Biden also pleased Beijing by rescinding Trump’s national security restrictions on TikTok and WeChat, and a requirement that US universities disclose their contractual arrangements with Chinese entities, such as the Confucius Institutes.
Two US officials annoyed China by pushing back on its dishonest behavior. US Secretary of State Antony Blinken had a “frank and tough” telephone conversation with Chinese Office of the Central Commission for Foreign Affairs Director Yang Jiechi (楊潔篪) and laid out the US position on Taiwan and other issues.

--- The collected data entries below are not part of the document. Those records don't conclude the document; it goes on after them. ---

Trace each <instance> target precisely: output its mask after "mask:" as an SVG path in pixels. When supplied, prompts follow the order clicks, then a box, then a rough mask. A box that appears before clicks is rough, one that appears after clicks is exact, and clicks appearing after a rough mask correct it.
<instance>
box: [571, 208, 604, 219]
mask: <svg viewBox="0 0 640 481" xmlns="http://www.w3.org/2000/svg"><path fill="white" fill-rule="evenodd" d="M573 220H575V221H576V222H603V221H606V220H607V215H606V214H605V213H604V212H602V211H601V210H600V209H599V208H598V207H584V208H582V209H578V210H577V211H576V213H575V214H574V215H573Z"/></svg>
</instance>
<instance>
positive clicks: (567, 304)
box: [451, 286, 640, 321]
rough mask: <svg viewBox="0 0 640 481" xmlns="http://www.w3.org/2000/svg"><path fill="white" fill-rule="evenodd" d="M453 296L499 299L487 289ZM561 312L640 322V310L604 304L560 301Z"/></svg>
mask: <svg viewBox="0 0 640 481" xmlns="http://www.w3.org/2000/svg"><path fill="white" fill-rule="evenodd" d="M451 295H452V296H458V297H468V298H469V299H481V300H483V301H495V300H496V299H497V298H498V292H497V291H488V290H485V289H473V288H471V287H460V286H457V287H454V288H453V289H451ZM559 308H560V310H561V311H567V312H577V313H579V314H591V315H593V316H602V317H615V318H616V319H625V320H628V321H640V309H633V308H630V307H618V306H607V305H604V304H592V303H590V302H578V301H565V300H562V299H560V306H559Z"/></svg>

Yang told him bluntly: “Let’s each manage our own business.”
At the same time, Beijing criticized Sullivan for “pointing fingers” when he said the WHO report on the origin of COVID-19 would be credible only if it were not subject to “alteration by the Chinese government.”
If the steady, straight talk from Biden, Blinken and Sullivan continues, it will be an improvement over the hot-and-cold rhetoric from Trump that alternately reinforced and undermined the historic advances made by his foreign policy and national security appointees. That would be a welcome demonstration of bipartisan unity on the US’ greatest existential danger.
Joseph Bosco served as China country director in the office of the US secretary of defense. He is a fellow at the Institute for Taiwan-American Studies and a member of the advisory committee of the Global Taiwan Institute.